Historical Fiction and the Power of Stories

When I look back at my early reading life, I see it dominated by a particular kind of story. A young girl, generally middle grade age but sometimes older or younger, is the protagonist in a story that takes place sometime between the American Revolution and the dawning of the 20th century. Beginning with the American Girl books and pressing forward through Anne of Green Gables, Little House on the Prairie, and The All-of-a-Kind Family, I traveled across time, absorbing experiences from the adolescent days of Cleopatra in The Royal Diaries, a Dear America spinoff, to the Vietnam-era moral concerns of Molly MacKenzie Flaherty in Where Have All the Flowers Gone?, a Dear America diary set in 1968 Boston. Ever the dedicated reader, I picked up tidbits along the way that I would later have fleshed out for me in school and beyond as I turned to more nonfiction works on the subjects I had first been introduced to as a kid.

The two great loves of my work and academic life are books and history. The books came first, enticing me with the ability to step completely into a world that may not have been entirely factual, but gave me a sense of what it felt like to live in the past, and the curiosity about those time periods followed. After reading the books (and receiving the doll) of American Girl Molly, who lived on the World War II home front, I took every opportunity I could to quiz my grandma about her own experiences as a kid in the 1940s and flipped through my parents’ copy of Life at 100 to see photos from the war. These passions eventually led my to my career: first as a social studies teacher, and now as a school librarian.

If you’ve ever been in a history class, which you probably have, there are two common things that happen. The first, is that a student complains they don’t like history because it involves the memorization of dates and names in a boring cycle. The second, is a teacher who proudly announces that the class will NOT focus on the memorization of dates or names, but rather on the overall themes that the course material covers. This is treated like a revolutionary statement, meant to draw students into the material, but what it should really say is that while, yes, dates are nice for context, they don’t reveal what history really is. In other words, dates alone lack a story.

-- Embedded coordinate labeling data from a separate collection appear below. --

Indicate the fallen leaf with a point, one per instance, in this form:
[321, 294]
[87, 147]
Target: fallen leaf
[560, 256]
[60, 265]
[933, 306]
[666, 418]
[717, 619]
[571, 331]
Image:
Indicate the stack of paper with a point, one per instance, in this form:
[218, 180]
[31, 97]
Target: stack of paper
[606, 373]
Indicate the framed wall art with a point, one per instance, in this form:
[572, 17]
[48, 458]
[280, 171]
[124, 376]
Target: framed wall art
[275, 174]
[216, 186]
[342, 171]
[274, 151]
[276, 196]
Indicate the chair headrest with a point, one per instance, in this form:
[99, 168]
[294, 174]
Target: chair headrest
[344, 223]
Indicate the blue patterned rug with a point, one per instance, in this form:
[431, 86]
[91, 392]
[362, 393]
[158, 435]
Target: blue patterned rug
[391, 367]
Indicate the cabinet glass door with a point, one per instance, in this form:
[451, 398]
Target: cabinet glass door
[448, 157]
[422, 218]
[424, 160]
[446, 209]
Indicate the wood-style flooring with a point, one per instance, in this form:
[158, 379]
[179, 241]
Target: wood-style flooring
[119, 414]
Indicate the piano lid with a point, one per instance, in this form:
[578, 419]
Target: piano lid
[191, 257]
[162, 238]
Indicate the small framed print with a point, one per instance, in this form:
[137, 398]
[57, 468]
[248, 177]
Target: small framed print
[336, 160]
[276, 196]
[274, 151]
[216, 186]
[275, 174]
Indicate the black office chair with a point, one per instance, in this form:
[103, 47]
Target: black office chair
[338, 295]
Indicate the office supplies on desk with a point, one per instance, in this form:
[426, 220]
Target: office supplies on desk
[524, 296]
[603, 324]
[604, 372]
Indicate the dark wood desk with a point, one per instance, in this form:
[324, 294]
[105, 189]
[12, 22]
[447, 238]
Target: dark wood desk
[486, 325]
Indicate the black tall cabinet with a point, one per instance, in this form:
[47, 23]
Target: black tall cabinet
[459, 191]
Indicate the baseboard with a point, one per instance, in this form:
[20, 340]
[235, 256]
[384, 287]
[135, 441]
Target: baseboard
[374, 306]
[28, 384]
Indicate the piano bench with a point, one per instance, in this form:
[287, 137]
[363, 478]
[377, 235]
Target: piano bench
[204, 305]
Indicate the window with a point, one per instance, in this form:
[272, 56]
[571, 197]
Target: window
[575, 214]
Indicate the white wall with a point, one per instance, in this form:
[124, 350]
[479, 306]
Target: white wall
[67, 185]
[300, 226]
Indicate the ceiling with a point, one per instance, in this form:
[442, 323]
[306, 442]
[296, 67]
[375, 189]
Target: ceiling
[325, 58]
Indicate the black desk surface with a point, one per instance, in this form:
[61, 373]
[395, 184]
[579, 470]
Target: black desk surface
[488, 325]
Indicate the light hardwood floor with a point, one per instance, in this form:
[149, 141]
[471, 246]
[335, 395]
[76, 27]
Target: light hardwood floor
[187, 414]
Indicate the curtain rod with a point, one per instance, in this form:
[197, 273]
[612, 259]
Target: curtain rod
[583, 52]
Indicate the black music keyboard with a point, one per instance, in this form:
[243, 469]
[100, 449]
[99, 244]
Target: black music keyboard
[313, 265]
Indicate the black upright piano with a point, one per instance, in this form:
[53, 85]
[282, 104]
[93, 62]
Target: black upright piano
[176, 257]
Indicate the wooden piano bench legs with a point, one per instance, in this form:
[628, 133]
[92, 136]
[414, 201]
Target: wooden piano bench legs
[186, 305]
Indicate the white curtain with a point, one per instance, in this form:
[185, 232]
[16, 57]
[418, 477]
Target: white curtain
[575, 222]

I have a degree in history as well as several years teaching it to others. I regularly read or listen to podcasts on historical topics that interest me, and I love a good, historical footnote. But if you ask me what I remember most about all the time periods I have studied, my most vivid accounts come not from a textbook or a timeline, but from the books I read. I can tell you about the youngest sisters in The All-of-a-Kind Family buying penny candy and fresh lox at the turn of the century and talk about how their family represented the working class experience in New York City at that time. I can recount for you the nasty plate of turnips that Molly refused to eat in Meet Molly: An American Girl and then explain why food waste was seen as so shameful during that era. I can read Wilfred Owen’s poems or Tim O’ Brien’s The Things They Carried to a military history class, and drive home the costs of war in a way that I would never be able to with PowerPoint slides alone. Some of these books are works of fiction while others are rooted in actual experiences, but all of them have added to my understanding of the historical narrative. As a history teacher, I loved to weave the different events of history together for my students to help them understand how everything is connected, and I hope that by doing so I made them more interested in the stories that illuminated the causes and effects of events in the past, rather than in memorizing just enough to pass a test.

Since I was a kid devouring historical fiction, there’s been a much needed conversation about whose story, exactly, is being privileged in both books and in how we study history. Critical reconsiderations of, for example, the work of Laura Ingalls Wilder are crucial in developing a more equitable, historical narrative. While series like American Girl and Dear America do include BIPOC protagonists, many of the heavy hitters in historical fiction for young people were exploring it from a very Eurocentric perspective when I was growing up. Part of my education has been unlearning these stereotypes and giving a platform to the stories of those who have been silenced.

Ultimately, I love history for the same reason I love books—when you open it up, someone’s story comes to life. I believe that first encountering the field of history through storytelling is what ultimately enabled me to love the subject and has led me to approach it not as the study of specific points in time, but as one long, interconnected narrative. These books opened a gateway to my understanding of the past, and have allowed me to develop a love of both history and reading in the present.